A career as a field administrator is often fitting for a person with a passion for helping his community and working with others. In general, these individuals are employed by a community services program or volunteer organization and are supervised by an organizing director. While the specific duties of this job often vary, a field administrator usually has five main responsibilities. These include acquiring volunteers or personnel, training those individuals, identifying an organization's goals, communicating with other organizations and monitoring the budget.
One of the most important duties of a field administrator is acquiring suitable volunteers or personnel. To help an organization thrive, it's necessary to choose individuals who are hard workers and have a passion for helping others.
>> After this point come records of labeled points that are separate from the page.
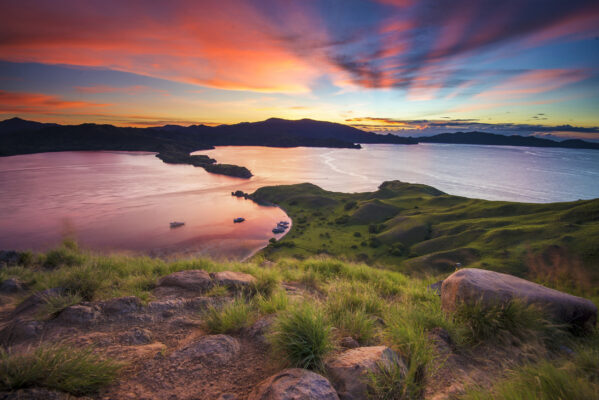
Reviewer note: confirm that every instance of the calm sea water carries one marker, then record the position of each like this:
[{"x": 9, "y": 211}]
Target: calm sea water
[{"x": 125, "y": 201}]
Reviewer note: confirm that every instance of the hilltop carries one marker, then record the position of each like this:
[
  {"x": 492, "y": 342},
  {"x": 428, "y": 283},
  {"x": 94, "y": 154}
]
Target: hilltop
[{"x": 419, "y": 229}]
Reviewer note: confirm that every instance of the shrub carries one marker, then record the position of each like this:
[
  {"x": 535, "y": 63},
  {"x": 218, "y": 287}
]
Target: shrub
[
  {"x": 302, "y": 336},
  {"x": 277, "y": 301},
  {"x": 55, "y": 304},
  {"x": 229, "y": 318},
  {"x": 389, "y": 383},
  {"x": 544, "y": 381},
  {"x": 503, "y": 322},
  {"x": 76, "y": 371}
]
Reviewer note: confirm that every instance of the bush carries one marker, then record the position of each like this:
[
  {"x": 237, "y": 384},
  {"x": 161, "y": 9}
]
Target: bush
[
  {"x": 302, "y": 336},
  {"x": 278, "y": 301},
  {"x": 389, "y": 383},
  {"x": 76, "y": 371},
  {"x": 544, "y": 381},
  {"x": 229, "y": 318},
  {"x": 55, "y": 304},
  {"x": 504, "y": 322}
]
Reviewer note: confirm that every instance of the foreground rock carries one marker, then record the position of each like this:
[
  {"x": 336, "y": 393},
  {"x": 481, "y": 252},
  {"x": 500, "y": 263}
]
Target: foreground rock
[
  {"x": 194, "y": 280},
  {"x": 349, "y": 371},
  {"x": 471, "y": 285},
  {"x": 212, "y": 349},
  {"x": 233, "y": 280},
  {"x": 294, "y": 384}
]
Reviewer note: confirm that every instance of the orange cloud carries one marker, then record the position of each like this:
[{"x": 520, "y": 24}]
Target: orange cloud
[
  {"x": 11, "y": 102},
  {"x": 226, "y": 45}
]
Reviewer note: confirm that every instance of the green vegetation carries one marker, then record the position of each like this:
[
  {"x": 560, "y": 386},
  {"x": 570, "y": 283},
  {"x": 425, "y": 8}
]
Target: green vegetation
[
  {"x": 231, "y": 317},
  {"x": 76, "y": 371},
  {"x": 418, "y": 229},
  {"x": 331, "y": 299},
  {"x": 504, "y": 322},
  {"x": 573, "y": 379},
  {"x": 302, "y": 336}
]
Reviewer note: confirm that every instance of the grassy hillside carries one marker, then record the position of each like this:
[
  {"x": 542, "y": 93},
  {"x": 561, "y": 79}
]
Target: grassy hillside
[
  {"x": 419, "y": 229},
  {"x": 330, "y": 300}
]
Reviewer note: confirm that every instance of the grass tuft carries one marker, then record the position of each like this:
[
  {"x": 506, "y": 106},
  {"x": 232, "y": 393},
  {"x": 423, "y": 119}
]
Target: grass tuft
[
  {"x": 504, "y": 322},
  {"x": 302, "y": 336},
  {"x": 78, "y": 372},
  {"x": 230, "y": 318}
]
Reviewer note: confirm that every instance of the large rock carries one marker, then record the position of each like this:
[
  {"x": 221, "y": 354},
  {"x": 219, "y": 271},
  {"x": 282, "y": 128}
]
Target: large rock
[
  {"x": 294, "y": 384},
  {"x": 349, "y": 370},
  {"x": 230, "y": 279},
  {"x": 78, "y": 315},
  {"x": 11, "y": 285},
  {"x": 471, "y": 285},
  {"x": 194, "y": 280},
  {"x": 212, "y": 349},
  {"x": 121, "y": 306}
]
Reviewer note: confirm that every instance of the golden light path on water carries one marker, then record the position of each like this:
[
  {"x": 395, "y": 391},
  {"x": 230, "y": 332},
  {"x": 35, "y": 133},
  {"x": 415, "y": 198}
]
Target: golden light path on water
[{"x": 113, "y": 201}]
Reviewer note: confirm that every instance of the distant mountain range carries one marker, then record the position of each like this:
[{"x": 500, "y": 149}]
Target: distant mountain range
[
  {"x": 18, "y": 136},
  {"x": 491, "y": 139}
]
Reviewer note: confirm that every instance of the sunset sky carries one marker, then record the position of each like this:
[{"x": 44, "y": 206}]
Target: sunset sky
[{"x": 410, "y": 66}]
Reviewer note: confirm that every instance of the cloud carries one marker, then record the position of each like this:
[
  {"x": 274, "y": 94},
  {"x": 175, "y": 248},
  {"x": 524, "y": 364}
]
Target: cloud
[
  {"x": 133, "y": 90},
  {"x": 282, "y": 46},
  {"x": 30, "y": 103},
  {"x": 424, "y": 127}
]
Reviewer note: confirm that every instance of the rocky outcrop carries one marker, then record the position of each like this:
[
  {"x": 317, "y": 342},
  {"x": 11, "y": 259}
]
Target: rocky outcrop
[
  {"x": 471, "y": 285},
  {"x": 211, "y": 349},
  {"x": 78, "y": 314},
  {"x": 349, "y": 370},
  {"x": 11, "y": 285},
  {"x": 194, "y": 280},
  {"x": 296, "y": 384},
  {"x": 234, "y": 280}
]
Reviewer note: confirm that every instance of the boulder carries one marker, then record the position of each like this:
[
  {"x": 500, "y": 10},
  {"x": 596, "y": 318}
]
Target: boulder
[
  {"x": 11, "y": 285},
  {"x": 194, "y": 280},
  {"x": 121, "y": 306},
  {"x": 136, "y": 336},
  {"x": 19, "y": 330},
  {"x": 31, "y": 304},
  {"x": 78, "y": 314},
  {"x": 234, "y": 280},
  {"x": 349, "y": 342},
  {"x": 211, "y": 349},
  {"x": 349, "y": 370},
  {"x": 294, "y": 384},
  {"x": 470, "y": 285}
]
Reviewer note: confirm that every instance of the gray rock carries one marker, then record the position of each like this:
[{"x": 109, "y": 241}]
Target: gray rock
[
  {"x": 294, "y": 384},
  {"x": 211, "y": 349},
  {"x": 19, "y": 330},
  {"x": 349, "y": 370},
  {"x": 471, "y": 285},
  {"x": 11, "y": 285},
  {"x": 234, "y": 280},
  {"x": 31, "y": 304},
  {"x": 9, "y": 257},
  {"x": 194, "y": 280},
  {"x": 349, "y": 342},
  {"x": 137, "y": 336},
  {"x": 78, "y": 314},
  {"x": 121, "y": 306}
]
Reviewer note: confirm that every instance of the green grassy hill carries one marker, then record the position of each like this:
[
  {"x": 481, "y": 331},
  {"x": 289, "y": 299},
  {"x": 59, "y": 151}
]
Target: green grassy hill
[{"x": 417, "y": 228}]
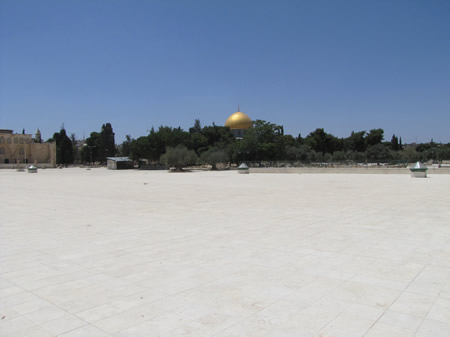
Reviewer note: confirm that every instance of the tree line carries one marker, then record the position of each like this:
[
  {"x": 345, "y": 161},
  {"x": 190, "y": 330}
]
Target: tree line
[{"x": 265, "y": 141}]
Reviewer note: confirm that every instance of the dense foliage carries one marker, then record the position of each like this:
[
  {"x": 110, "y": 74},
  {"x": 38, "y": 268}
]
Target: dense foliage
[
  {"x": 99, "y": 145},
  {"x": 64, "y": 148},
  {"x": 265, "y": 141}
]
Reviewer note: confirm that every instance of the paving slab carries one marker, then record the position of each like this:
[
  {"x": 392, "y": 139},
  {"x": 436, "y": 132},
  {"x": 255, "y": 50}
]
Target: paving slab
[{"x": 152, "y": 253}]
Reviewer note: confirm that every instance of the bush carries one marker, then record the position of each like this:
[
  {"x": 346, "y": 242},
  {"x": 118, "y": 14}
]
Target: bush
[
  {"x": 178, "y": 157},
  {"x": 213, "y": 156}
]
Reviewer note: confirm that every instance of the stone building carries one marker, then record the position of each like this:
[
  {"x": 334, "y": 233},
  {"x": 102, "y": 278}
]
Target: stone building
[
  {"x": 19, "y": 149},
  {"x": 239, "y": 123}
]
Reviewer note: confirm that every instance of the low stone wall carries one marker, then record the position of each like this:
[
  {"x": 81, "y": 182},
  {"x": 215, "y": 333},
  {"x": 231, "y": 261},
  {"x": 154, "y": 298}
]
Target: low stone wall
[
  {"x": 343, "y": 170},
  {"x": 38, "y": 165}
]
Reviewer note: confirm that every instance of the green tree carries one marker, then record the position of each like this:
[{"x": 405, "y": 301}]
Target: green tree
[
  {"x": 355, "y": 142},
  {"x": 322, "y": 142},
  {"x": 374, "y": 137},
  {"x": 107, "y": 145},
  {"x": 378, "y": 152},
  {"x": 64, "y": 148},
  {"x": 91, "y": 148},
  {"x": 178, "y": 157},
  {"x": 394, "y": 143},
  {"x": 125, "y": 148},
  {"x": 213, "y": 156}
]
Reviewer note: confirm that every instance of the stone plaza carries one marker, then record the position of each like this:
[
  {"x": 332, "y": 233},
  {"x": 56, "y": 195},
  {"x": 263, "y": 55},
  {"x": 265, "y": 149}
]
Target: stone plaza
[{"x": 93, "y": 253}]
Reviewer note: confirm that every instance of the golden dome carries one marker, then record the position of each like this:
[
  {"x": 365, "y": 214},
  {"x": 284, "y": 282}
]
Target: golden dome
[{"x": 239, "y": 120}]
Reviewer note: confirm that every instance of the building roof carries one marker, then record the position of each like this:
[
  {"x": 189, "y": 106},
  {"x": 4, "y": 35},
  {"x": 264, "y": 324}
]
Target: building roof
[
  {"x": 119, "y": 158},
  {"x": 239, "y": 120}
]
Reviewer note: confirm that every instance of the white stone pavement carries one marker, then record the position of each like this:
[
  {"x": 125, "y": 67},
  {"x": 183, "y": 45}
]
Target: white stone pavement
[{"x": 92, "y": 253}]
For example, if a field administrator is working for a program that helps at-risk youth, he might search for volunteers or personnel who have experience working with kids. Since the quality of an organization often hinges upon the staff, it helps for a field administrator to be an effective decision maker and a good judge of character.
Along with hiring staff members, it's usually the responsibility of a field administrator to train those individuals. In the case of an at-risk youth program, he might hold a training seminar that instructs staff on how to build rapport with kids and how to offer guidance. While the degree of training will often vary from organization to organization, it's imperative to ensure that everyone on staff is knowledgeable and able to fulfill the necessary job duties.
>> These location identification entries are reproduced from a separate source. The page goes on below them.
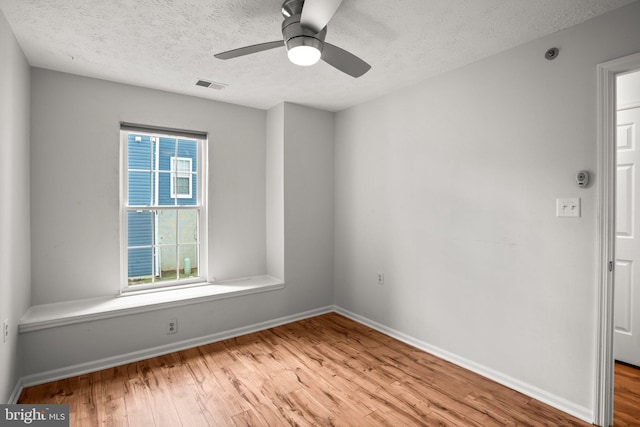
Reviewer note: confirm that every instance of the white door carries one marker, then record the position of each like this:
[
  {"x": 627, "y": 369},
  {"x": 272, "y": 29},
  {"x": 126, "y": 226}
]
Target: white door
[{"x": 627, "y": 269}]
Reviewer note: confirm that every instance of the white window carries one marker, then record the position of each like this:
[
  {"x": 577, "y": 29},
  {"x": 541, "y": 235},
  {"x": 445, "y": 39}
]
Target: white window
[{"x": 163, "y": 208}]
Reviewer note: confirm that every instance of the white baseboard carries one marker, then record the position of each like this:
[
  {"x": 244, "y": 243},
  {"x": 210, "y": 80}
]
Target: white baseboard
[
  {"x": 558, "y": 402},
  {"x": 110, "y": 362},
  {"x": 15, "y": 394}
]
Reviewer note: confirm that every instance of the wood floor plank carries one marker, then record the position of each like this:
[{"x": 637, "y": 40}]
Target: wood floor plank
[
  {"x": 627, "y": 396},
  {"x": 325, "y": 370}
]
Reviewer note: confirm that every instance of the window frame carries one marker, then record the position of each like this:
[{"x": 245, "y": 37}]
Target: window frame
[
  {"x": 201, "y": 207},
  {"x": 176, "y": 173}
]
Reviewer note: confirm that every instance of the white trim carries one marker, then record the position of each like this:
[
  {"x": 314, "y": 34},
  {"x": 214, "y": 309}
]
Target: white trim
[
  {"x": 558, "y": 402},
  {"x": 201, "y": 206},
  {"x": 79, "y": 311},
  {"x": 17, "y": 391},
  {"x": 110, "y": 362},
  {"x": 629, "y": 105},
  {"x": 606, "y": 121}
]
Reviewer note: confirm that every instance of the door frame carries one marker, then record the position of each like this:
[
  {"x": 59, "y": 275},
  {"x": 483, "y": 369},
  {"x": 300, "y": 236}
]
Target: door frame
[{"x": 606, "y": 169}]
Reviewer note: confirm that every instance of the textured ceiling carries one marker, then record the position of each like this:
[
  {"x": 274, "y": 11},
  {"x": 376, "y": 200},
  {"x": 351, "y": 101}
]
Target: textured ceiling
[{"x": 169, "y": 45}]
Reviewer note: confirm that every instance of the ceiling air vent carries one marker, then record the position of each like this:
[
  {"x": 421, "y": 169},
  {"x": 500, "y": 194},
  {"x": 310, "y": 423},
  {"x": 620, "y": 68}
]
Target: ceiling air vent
[{"x": 211, "y": 85}]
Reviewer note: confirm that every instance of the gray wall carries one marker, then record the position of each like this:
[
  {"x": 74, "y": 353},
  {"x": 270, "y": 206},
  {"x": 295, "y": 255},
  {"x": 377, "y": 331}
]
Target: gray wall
[
  {"x": 449, "y": 188},
  {"x": 75, "y": 181},
  {"x": 15, "y": 245},
  {"x": 75, "y": 123}
]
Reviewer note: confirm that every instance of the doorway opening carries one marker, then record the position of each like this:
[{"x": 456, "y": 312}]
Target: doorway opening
[{"x": 608, "y": 74}]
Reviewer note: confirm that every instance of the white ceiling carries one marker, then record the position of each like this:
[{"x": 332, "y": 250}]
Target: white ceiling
[{"x": 169, "y": 45}]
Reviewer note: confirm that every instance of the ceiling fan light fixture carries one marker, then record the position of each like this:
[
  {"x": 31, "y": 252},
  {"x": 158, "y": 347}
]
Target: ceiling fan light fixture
[{"x": 304, "y": 50}]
Another integral part of this position is identifying an organization's goals. The needs of a community sometimes change, it's important for an organization to work toward goals that will meet those needs. For example, if a field administrator is working for a homeless shelter, he might analyze new strategies for making the shelter more comfortable and improving meals. Determining goals can be done in a variety of ways, and could include surveys or talking one-on-one with individuals, for example.
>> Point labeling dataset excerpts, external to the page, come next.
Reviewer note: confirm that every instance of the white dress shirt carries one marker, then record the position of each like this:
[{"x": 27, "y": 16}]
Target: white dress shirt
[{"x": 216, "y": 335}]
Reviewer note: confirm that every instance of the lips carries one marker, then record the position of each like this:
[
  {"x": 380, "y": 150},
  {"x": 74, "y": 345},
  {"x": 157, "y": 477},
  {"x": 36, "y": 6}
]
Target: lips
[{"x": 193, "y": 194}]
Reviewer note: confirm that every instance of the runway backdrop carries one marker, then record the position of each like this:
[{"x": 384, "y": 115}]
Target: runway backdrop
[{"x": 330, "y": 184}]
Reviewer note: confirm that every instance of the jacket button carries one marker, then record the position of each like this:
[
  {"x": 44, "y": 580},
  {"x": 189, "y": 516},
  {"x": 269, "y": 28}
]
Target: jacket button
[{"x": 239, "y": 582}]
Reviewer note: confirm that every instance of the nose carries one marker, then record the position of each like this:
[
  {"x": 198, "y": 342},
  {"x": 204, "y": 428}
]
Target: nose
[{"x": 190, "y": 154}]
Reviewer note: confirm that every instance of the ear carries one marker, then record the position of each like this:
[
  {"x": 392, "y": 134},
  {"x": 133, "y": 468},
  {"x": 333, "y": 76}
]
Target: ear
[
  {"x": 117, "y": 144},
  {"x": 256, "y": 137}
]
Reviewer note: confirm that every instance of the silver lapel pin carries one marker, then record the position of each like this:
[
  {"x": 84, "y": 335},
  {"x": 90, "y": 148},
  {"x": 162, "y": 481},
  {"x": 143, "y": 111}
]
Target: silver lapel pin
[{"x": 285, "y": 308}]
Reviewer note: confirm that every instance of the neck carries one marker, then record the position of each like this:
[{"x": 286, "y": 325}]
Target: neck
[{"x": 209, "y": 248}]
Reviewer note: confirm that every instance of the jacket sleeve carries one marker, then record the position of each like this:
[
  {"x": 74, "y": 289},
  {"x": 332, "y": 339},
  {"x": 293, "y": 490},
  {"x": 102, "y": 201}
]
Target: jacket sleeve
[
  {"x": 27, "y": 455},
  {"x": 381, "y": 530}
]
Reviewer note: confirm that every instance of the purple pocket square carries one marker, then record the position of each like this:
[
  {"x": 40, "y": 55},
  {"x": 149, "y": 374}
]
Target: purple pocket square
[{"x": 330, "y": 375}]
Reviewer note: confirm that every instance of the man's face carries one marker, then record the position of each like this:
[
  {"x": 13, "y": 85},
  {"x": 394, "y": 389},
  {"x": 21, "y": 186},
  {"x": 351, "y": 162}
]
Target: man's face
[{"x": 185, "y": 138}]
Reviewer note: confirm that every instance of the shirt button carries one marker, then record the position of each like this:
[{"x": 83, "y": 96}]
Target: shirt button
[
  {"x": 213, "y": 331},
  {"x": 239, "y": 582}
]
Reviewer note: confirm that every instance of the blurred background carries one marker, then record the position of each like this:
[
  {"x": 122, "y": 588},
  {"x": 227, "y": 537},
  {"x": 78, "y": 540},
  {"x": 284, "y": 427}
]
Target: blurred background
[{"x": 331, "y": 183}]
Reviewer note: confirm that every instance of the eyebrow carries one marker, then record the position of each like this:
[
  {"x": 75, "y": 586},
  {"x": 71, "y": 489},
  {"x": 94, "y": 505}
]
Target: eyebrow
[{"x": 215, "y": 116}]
In many cases, a field administrator must also communicate with other organizations. Due to the fact that communities are interconnected, it's often beneficial to build rapport with different programs. This typically involves participating in meetings to discuss policies and new ideas.
Additionally, a field administrator will often need to monitor his organization's budget. Keeping track of expenses is crucial for a program to maintain stability, so it's up to him to maintain accurate records. In some cases, he may also be in charge of organizing fundraisers or donation programs as well.